Generally speaking, the most revered artifacts of Islam that have survived the centuries have been preserved in places that make geographical sense: Mecca, Cairo, Istanbul and so forth. So it is unusual that the Uthman Qur’an, believed to be the oldest known copy of the Qur’an and which according to tradition was once in the possession of Uthman, Ali or both, ended up in a mosque on the very fringe of the Islamic world. Nevertheless this great literary treasure, located in the unlikely city of Tashkent in Uzbekistan, has been dated to the mid-7th century AD, making it one of the world’s verifiably oldest known Muslim artifacts.
The Qur’an, the Holy book of the Islamic faith, is attributed directly to the Prophet Muhammad, who is said to have received its verses in a series of divine visions either directly from God, angels or both. Muhammad in turn dictated the verses to his companions, who recorded them over a period spanning the last two decades of his life. Based on what is known of the Prophet, the original writings of the Qur’an were probably completed some time around the year 630 AD. While the original documents have long been lost to antiquity, new copies were prepared as fast the early Muslim scribes could complete them.
However, within a few years of Muhammad’s death, there were already several versions of the Qur’an in circulation.
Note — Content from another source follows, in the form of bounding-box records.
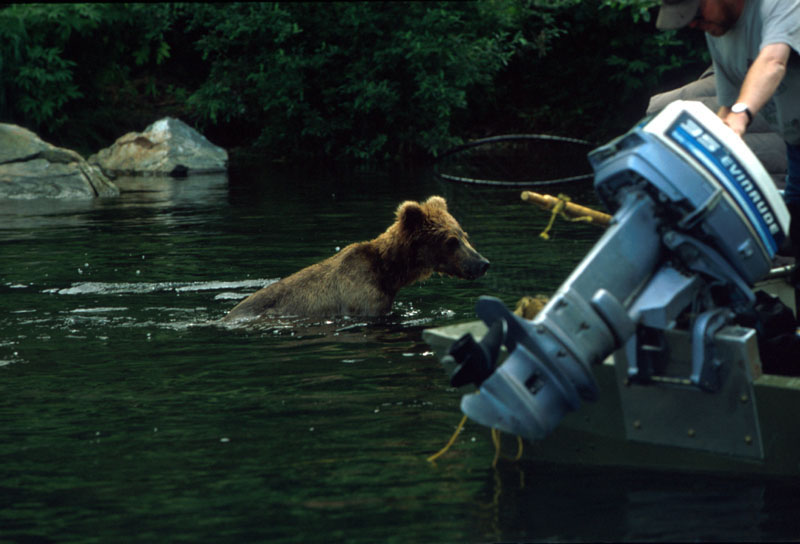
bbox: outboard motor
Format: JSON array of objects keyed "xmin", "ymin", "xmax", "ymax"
[{"xmin": 448, "ymin": 101, "xmax": 789, "ymax": 440}]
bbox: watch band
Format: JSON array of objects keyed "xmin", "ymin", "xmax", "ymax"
[{"xmin": 731, "ymin": 102, "xmax": 753, "ymax": 126}]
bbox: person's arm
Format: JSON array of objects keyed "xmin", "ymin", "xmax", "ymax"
[{"xmin": 717, "ymin": 43, "xmax": 791, "ymax": 136}]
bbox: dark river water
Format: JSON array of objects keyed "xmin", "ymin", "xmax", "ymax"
[{"xmin": 0, "ymin": 165, "xmax": 800, "ymax": 543}]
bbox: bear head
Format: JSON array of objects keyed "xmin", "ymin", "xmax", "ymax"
[{"xmin": 395, "ymin": 196, "xmax": 489, "ymax": 279}]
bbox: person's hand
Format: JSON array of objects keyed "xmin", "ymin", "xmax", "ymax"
[{"xmin": 722, "ymin": 111, "xmax": 750, "ymax": 138}]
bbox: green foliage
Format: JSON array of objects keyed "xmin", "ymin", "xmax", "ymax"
[
  {"xmin": 0, "ymin": 0, "xmax": 707, "ymax": 160},
  {"xmin": 185, "ymin": 2, "xmax": 516, "ymax": 159}
]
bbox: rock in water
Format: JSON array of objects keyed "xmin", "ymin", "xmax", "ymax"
[
  {"xmin": 89, "ymin": 117, "xmax": 228, "ymax": 177},
  {"xmin": 0, "ymin": 123, "xmax": 119, "ymax": 199}
]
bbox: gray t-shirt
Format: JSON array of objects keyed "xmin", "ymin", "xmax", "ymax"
[{"xmin": 706, "ymin": 0, "xmax": 800, "ymax": 145}]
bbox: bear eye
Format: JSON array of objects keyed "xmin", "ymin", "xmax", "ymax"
[{"xmin": 445, "ymin": 236, "xmax": 461, "ymax": 251}]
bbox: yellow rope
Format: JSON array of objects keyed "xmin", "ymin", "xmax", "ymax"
[
  {"xmin": 428, "ymin": 416, "xmax": 467, "ymax": 463},
  {"xmin": 428, "ymin": 416, "xmax": 522, "ymax": 468},
  {"xmin": 492, "ymin": 428, "xmax": 523, "ymax": 468},
  {"xmin": 539, "ymin": 193, "xmax": 593, "ymax": 240},
  {"xmin": 514, "ymin": 435, "xmax": 522, "ymax": 461},
  {"xmin": 492, "ymin": 427, "xmax": 500, "ymax": 468}
]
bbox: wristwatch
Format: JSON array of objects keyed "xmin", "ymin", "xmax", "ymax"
[{"xmin": 731, "ymin": 102, "xmax": 753, "ymax": 126}]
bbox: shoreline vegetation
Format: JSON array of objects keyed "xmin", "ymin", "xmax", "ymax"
[{"xmin": 0, "ymin": 0, "xmax": 708, "ymax": 163}]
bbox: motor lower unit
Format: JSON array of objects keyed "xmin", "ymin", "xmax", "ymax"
[{"xmin": 449, "ymin": 101, "xmax": 789, "ymax": 440}]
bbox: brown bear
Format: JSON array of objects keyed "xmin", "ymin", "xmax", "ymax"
[{"xmin": 223, "ymin": 196, "xmax": 489, "ymax": 321}]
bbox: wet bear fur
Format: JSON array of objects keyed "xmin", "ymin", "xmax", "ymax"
[{"xmin": 223, "ymin": 196, "xmax": 489, "ymax": 321}]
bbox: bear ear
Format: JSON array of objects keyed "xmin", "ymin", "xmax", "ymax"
[
  {"xmin": 425, "ymin": 195, "xmax": 447, "ymax": 212},
  {"xmin": 397, "ymin": 200, "xmax": 425, "ymax": 230}
]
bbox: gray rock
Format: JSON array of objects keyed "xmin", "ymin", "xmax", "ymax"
[
  {"xmin": 89, "ymin": 117, "xmax": 228, "ymax": 177},
  {"xmin": 0, "ymin": 123, "xmax": 119, "ymax": 199}
]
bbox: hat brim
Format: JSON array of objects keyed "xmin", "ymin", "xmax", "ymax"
[{"xmin": 656, "ymin": 0, "xmax": 700, "ymax": 30}]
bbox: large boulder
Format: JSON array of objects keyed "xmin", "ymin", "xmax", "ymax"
[
  {"xmin": 647, "ymin": 68, "xmax": 787, "ymax": 189},
  {"xmin": 89, "ymin": 117, "xmax": 228, "ymax": 177},
  {"xmin": 0, "ymin": 123, "xmax": 119, "ymax": 199}
]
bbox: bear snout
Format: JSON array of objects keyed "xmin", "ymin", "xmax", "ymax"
[{"xmin": 464, "ymin": 252, "xmax": 490, "ymax": 280}]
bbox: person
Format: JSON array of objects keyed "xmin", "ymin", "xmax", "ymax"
[{"xmin": 656, "ymin": 0, "xmax": 800, "ymax": 313}]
Not surprisingly, this immediately led to strife among the Muslim population, the same way that multiple versions of the Christian Bible had wreaked havoc among early Christianity five centuries earlier. The problem was not addressed until the reign of Uthman, the 3rd Caliph, who ordered the execution of a single, unified and reliable text. At its completion sometime in the 650s, Uthman declared it to be the sole authoritative edition of the Qur’an, had copies distributed through the Muslim world, and ordered all earlier versions destroyed.
During his lifetime, Uthman conquered huge territories for Islam and set the stage for the rise of the Umayyad dynasty. He also made many enemies, especially among the Shi’ites, and in 656 AD he was assassinated. It is said that his personal copy of the Qur’an, the first ever written in its final complete form, was stained by Uthman’s blood at the time of his death. According to tradition, his successor Ali had the Qur’an moved to Kufa in Iraq. It remained there until the late 14th century, when the armies of Timur, the last of the great Mongol khans, swept through the Middle East. Upon the sacking of Kufa, the Qur’an was seized as a great religious prize and brought back to Timur’s capital at Samarkand.
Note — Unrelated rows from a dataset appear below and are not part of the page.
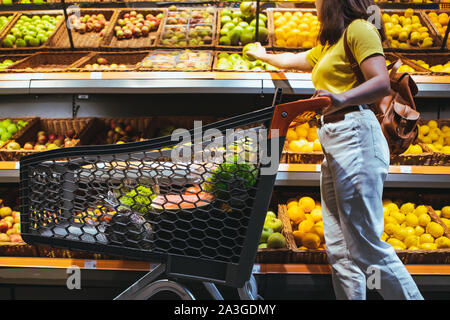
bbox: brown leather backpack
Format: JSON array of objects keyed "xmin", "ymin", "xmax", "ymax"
[{"xmin": 344, "ymin": 31, "xmax": 420, "ymax": 154}]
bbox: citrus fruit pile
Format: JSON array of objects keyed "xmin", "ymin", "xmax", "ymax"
[
  {"xmin": 287, "ymin": 197, "xmax": 325, "ymax": 250},
  {"xmin": 273, "ymin": 11, "xmax": 320, "ymax": 48},
  {"xmin": 286, "ymin": 122, "xmax": 322, "ymax": 153},
  {"xmin": 419, "ymin": 120, "xmax": 450, "ymax": 153},
  {"xmin": 383, "ymin": 8, "xmax": 434, "ymax": 49},
  {"xmin": 381, "ymin": 199, "xmax": 450, "ymax": 250}
]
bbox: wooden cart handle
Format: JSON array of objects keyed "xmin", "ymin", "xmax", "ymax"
[{"xmin": 268, "ymin": 97, "xmax": 331, "ymax": 138}]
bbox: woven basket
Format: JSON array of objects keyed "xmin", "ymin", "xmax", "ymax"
[
  {"xmin": 0, "ymin": 118, "xmax": 95, "ymax": 161},
  {"xmin": 381, "ymin": 9, "xmax": 442, "ymax": 52},
  {"xmin": 139, "ymin": 49, "xmax": 214, "ymax": 72},
  {"xmin": 156, "ymin": 7, "xmax": 217, "ymax": 49},
  {"xmin": 255, "ymin": 209, "xmax": 292, "ymax": 263},
  {"xmin": 0, "ymin": 10, "xmax": 65, "ymax": 53},
  {"xmin": 49, "ymin": 9, "xmax": 118, "ymax": 49},
  {"xmin": 7, "ymin": 51, "xmax": 90, "ymax": 72},
  {"xmin": 267, "ymin": 8, "xmax": 317, "ymax": 52},
  {"xmin": 70, "ymin": 51, "xmax": 148, "ymax": 72},
  {"xmin": 214, "ymin": 8, "xmax": 273, "ymax": 51},
  {"xmin": 212, "ymin": 51, "xmax": 283, "ymax": 73},
  {"xmin": 278, "ymin": 205, "xmax": 328, "ymax": 264},
  {"xmin": 422, "ymin": 9, "xmax": 450, "ymax": 48},
  {"xmin": 90, "ymin": 117, "xmax": 153, "ymax": 145},
  {"xmin": 100, "ymin": 8, "xmax": 167, "ymax": 51}
]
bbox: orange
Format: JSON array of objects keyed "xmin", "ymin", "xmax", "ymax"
[
  {"xmin": 287, "ymin": 206, "xmax": 306, "ymax": 224},
  {"xmin": 298, "ymin": 197, "xmax": 316, "ymax": 213}
]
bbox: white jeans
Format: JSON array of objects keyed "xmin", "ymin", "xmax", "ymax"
[{"xmin": 318, "ymin": 108, "xmax": 423, "ymax": 299}]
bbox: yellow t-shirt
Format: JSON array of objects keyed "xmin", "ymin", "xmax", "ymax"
[{"xmin": 306, "ymin": 19, "xmax": 384, "ymax": 93}]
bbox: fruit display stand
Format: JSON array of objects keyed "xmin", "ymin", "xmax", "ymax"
[
  {"xmin": 2, "ymin": 51, "xmax": 91, "ymax": 73},
  {"xmin": 100, "ymin": 8, "xmax": 167, "ymax": 51}
]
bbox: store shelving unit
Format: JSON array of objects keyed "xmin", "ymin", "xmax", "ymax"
[{"xmin": 0, "ymin": 1, "xmax": 450, "ymax": 300}]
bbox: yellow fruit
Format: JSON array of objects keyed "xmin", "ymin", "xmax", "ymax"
[
  {"xmin": 311, "ymin": 208, "xmax": 322, "ymax": 222},
  {"xmin": 302, "ymin": 232, "xmax": 320, "ymax": 249},
  {"xmin": 298, "ymin": 197, "xmax": 316, "ymax": 213},
  {"xmin": 394, "ymin": 226, "xmax": 407, "ymax": 240},
  {"xmin": 384, "ymin": 223, "xmax": 397, "ymax": 236},
  {"xmin": 298, "ymin": 219, "xmax": 314, "ymax": 233},
  {"xmin": 405, "ymin": 213, "xmax": 419, "ymax": 227},
  {"xmin": 400, "ymin": 202, "xmax": 414, "ymax": 215},
  {"xmin": 404, "ymin": 235, "xmax": 419, "ymax": 248},
  {"xmin": 419, "ymin": 233, "xmax": 434, "ymax": 244},
  {"xmin": 287, "ymin": 206, "xmax": 306, "ymax": 224},
  {"xmin": 425, "ymin": 222, "xmax": 444, "ymax": 238},
  {"xmin": 441, "ymin": 206, "xmax": 450, "ymax": 219},
  {"xmin": 419, "ymin": 242, "xmax": 437, "ymax": 250},
  {"xmin": 419, "ymin": 213, "xmax": 431, "ymax": 227},
  {"xmin": 414, "ymin": 226, "xmax": 425, "ymax": 236},
  {"xmin": 434, "ymin": 237, "xmax": 450, "ymax": 249},
  {"xmin": 389, "ymin": 211, "xmax": 406, "ymax": 224},
  {"xmin": 414, "ymin": 205, "xmax": 428, "ymax": 217}
]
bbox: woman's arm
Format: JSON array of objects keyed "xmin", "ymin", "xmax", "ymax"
[
  {"xmin": 314, "ymin": 55, "xmax": 391, "ymax": 113},
  {"xmin": 246, "ymin": 42, "xmax": 313, "ymax": 72}
]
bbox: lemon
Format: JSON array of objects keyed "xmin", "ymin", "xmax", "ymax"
[
  {"xmin": 419, "ymin": 243, "xmax": 437, "ymax": 250},
  {"xmin": 400, "ymin": 202, "xmax": 414, "ymax": 214},
  {"xmin": 390, "ymin": 211, "xmax": 406, "ymax": 224},
  {"xmin": 419, "ymin": 213, "xmax": 431, "ymax": 227},
  {"xmin": 384, "ymin": 223, "xmax": 397, "ymax": 236},
  {"xmin": 298, "ymin": 219, "xmax": 314, "ymax": 233},
  {"xmin": 298, "ymin": 197, "xmax": 316, "ymax": 213},
  {"xmin": 425, "ymin": 222, "xmax": 444, "ymax": 238},
  {"xmin": 419, "ymin": 233, "xmax": 434, "ymax": 243},
  {"xmin": 414, "ymin": 226, "xmax": 425, "ymax": 236},
  {"xmin": 414, "ymin": 205, "xmax": 428, "ymax": 217},
  {"xmin": 287, "ymin": 206, "xmax": 306, "ymax": 224},
  {"xmin": 434, "ymin": 237, "xmax": 450, "ymax": 249},
  {"xmin": 405, "ymin": 213, "xmax": 419, "ymax": 227},
  {"xmin": 302, "ymin": 232, "xmax": 320, "ymax": 249},
  {"xmin": 394, "ymin": 226, "xmax": 408, "ymax": 240},
  {"xmin": 404, "ymin": 235, "xmax": 419, "ymax": 248},
  {"xmin": 311, "ymin": 208, "xmax": 322, "ymax": 222},
  {"xmin": 441, "ymin": 206, "xmax": 450, "ymax": 219}
]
Uthman’s Qur’an remained in Samarkand for nearly five hundred years as a treasure of the Timurid and Mughal empires. In 1868 Samarkhand fell to the armies of Imperial Russia and the Qur’an was brought to Moscow. It remained there for half a century, but was eventually returned to the Muslims of Central Asia following the Revolution. Throughout most of the 20th century, Uthman’s Qur’an was passed among several of the Islamic Soviet states. In 1989 it was finally returned to Uzbekistan, and placed there in the Masjid Kast Imam for safekeeping. Because of its relatively recent arrival in Tashkent, word of the Uthman Qur’an is still spreading throughout the area. However, interest in the venerable book is growing, and each year the Masjid Kast Imamattracts increasing numbers of pilgrims, academics and the curious to see the precious artifact.
The Masjid Khast Imam is one of two major 16th century mosques in Tashkent. It is actually a large religious complex which includes a number of important buildings. The main entrance is through an enormous arched gateway covered in beautiful tile mosaics. Strangely, the gate dwarfs the rest of the structure and appears almost more like a triumphal arch than an entry to a mosque. Within the complex is the Mausoleum of Abubekr Mukhmmad Kaffal-Shashi, an important local scholar; a madrassah; and the Teleshayakh Mosque, where the Uthman Qur’an is kept.
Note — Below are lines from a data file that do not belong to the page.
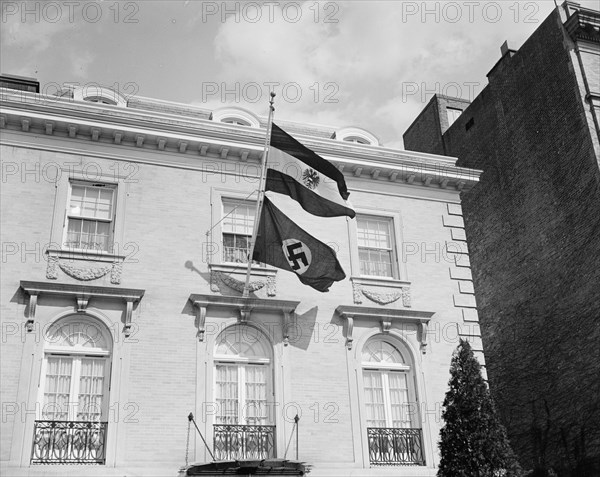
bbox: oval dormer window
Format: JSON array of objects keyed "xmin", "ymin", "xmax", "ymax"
[
  {"xmin": 210, "ymin": 107, "xmax": 260, "ymax": 128},
  {"xmin": 343, "ymin": 136, "xmax": 371, "ymax": 144},
  {"xmin": 73, "ymin": 85, "xmax": 127, "ymax": 107}
]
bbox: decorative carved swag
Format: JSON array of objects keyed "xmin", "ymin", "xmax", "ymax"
[
  {"xmin": 209, "ymin": 264, "xmax": 277, "ymax": 297},
  {"xmin": 351, "ymin": 277, "xmax": 411, "ymax": 308},
  {"xmin": 46, "ymin": 250, "xmax": 124, "ymax": 285}
]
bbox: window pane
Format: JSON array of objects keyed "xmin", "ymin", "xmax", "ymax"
[
  {"xmin": 363, "ymin": 370, "xmax": 385, "ymax": 427},
  {"xmin": 77, "ymin": 358, "xmax": 106, "ymax": 422},
  {"xmin": 223, "ymin": 234, "xmax": 250, "ymax": 263},
  {"xmin": 96, "ymin": 189, "xmax": 113, "ymax": 219},
  {"xmin": 69, "ymin": 185, "xmax": 85, "ymax": 215},
  {"xmin": 65, "ymin": 218, "xmax": 112, "ymax": 251},
  {"xmin": 362, "ymin": 339, "xmax": 404, "ymax": 364},
  {"xmin": 357, "ymin": 217, "xmax": 391, "ymax": 249},
  {"xmin": 42, "ymin": 356, "xmax": 73, "ymax": 421},
  {"xmin": 357, "ymin": 217, "xmax": 394, "ymax": 277},
  {"xmin": 388, "ymin": 371, "xmax": 411, "ymax": 428},
  {"xmin": 223, "ymin": 200, "xmax": 256, "ymax": 236},
  {"xmin": 69, "ymin": 184, "xmax": 114, "ymax": 220},
  {"xmin": 358, "ymin": 248, "xmax": 394, "ymax": 277},
  {"xmin": 216, "ymin": 365, "xmax": 239, "ymax": 424}
]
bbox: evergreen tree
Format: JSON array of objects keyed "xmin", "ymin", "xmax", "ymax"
[{"xmin": 438, "ymin": 340, "xmax": 522, "ymax": 477}]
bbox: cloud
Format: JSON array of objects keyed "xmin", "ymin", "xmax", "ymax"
[
  {"xmin": 0, "ymin": 2, "xmax": 73, "ymax": 54},
  {"xmin": 204, "ymin": 2, "xmax": 592, "ymax": 149},
  {"xmin": 69, "ymin": 51, "xmax": 96, "ymax": 79}
]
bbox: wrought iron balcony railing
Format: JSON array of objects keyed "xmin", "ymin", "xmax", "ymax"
[
  {"xmin": 31, "ymin": 421, "xmax": 108, "ymax": 464},
  {"xmin": 214, "ymin": 424, "xmax": 275, "ymax": 460},
  {"xmin": 367, "ymin": 427, "xmax": 425, "ymax": 465}
]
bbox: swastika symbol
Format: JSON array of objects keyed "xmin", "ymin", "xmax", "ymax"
[
  {"xmin": 286, "ymin": 242, "xmax": 310, "ymax": 271},
  {"xmin": 281, "ymin": 238, "xmax": 312, "ymax": 275}
]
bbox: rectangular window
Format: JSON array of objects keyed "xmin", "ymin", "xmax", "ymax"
[
  {"xmin": 64, "ymin": 182, "xmax": 115, "ymax": 252},
  {"xmin": 446, "ymin": 108, "xmax": 462, "ymax": 127},
  {"xmin": 222, "ymin": 199, "xmax": 256, "ymax": 263},
  {"xmin": 42, "ymin": 355, "xmax": 108, "ymax": 422},
  {"xmin": 356, "ymin": 216, "xmax": 395, "ymax": 278}
]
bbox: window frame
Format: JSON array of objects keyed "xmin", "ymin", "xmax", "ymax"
[
  {"xmin": 36, "ymin": 315, "xmax": 113, "ymax": 422},
  {"xmin": 360, "ymin": 335, "xmax": 422, "ymax": 429},
  {"xmin": 356, "ymin": 214, "xmax": 399, "ymax": 280},
  {"xmin": 61, "ymin": 180, "xmax": 118, "ymax": 253},
  {"xmin": 348, "ymin": 208, "xmax": 407, "ymax": 284},
  {"xmin": 219, "ymin": 196, "xmax": 258, "ymax": 266}
]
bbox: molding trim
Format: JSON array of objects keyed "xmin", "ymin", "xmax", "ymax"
[
  {"xmin": 335, "ymin": 305, "xmax": 435, "ymax": 354},
  {"xmin": 20, "ymin": 280, "xmax": 145, "ymax": 337},
  {"xmin": 188, "ymin": 294, "xmax": 300, "ymax": 346}
]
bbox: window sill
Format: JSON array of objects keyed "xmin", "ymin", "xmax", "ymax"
[
  {"xmin": 208, "ymin": 263, "xmax": 277, "ymax": 296},
  {"xmin": 350, "ymin": 277, "xmax": 411, "ymax": 308}
]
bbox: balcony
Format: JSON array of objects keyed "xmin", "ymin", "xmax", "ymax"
[
  {"xmin": 214, "ymin": 424, "xmax": 275, "ymax": 461},
  {"xmin": 31, "ymin": 421, "xmax": 108, "ymax": 464},
  {"xmin": 367, "ymin": 427, "xmax": 425, "ymax": 465}
]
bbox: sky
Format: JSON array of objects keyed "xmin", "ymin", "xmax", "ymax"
[{"xmin": 0, "ymin": 0, "xmax": 599, "ymax": 149}]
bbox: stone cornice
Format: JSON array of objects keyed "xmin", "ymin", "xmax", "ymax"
[
  {"xmin": 20, "ymin": 280, "xmax": 145, "ymax": 337},
  {"xmin": 0, "ymin": 89, "xmax": 481, "ymax": 190},
  {"xmin": 335, "ymin": 305, "xmax": 435, "ymax": 353},
  {"xmin": 189, "ymin": 294, "xmax": 300, "ymax": 346}
]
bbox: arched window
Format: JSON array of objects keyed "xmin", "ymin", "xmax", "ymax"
[
  {"xmin": 213, "ymin": 325, "xmax": 275, "ymax": 460},
  {"xmin": 31, "ymin": 315, "xmax": 112, "ymax": 464},
  {"xmin": 41, "ymin": 316, "xmax": 111, "ymax": 422},
  {"xmin": 214, "ymin": 326, "xmax": 273, "ymax": 425},
  {"xmin": 362, "ymin": 338, "xmax": 414, "ymax": 428}
]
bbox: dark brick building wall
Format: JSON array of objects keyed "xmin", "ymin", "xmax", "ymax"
[
  {"xmin": 404, "ymin": 94, "xmax": 470, "ymax": 155},
  {"xmin": 404, "ymin": 4, "xmax": 600, "ymax": 476}
]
The Uthman Qur’an is now well over thirteen centuries old, and is very much showing its age. Rough handling from its numerous owners has left less than half of it intact. Apparently the age of the Uthman Qur’an has been verified scientifically, so even if it did not belong to him, it almost certainly dates to his lifetime. The fabled spot of blood is now little more than an extremely faded brown smudge. What is left of the sacred book is now closely guarded and cared for.
The Masjid Khast Imam is located close to the old city center of Tashkent, the capital of Uzbekistan and the largest city in Central Asia. As of this writing, no visitor information was available for this site. Web: http://welcomeuzbekistan.uz/en (official tourism website of Uzbekistan)
Tashkent is home to many beautiful and venerable mosques and madrassas. The largest, the Kukeldash Madrassa, is currently undergoing renovation. Also in Tashkent is the Mausoleum of Yanus, one of the last of the Timurid Khans.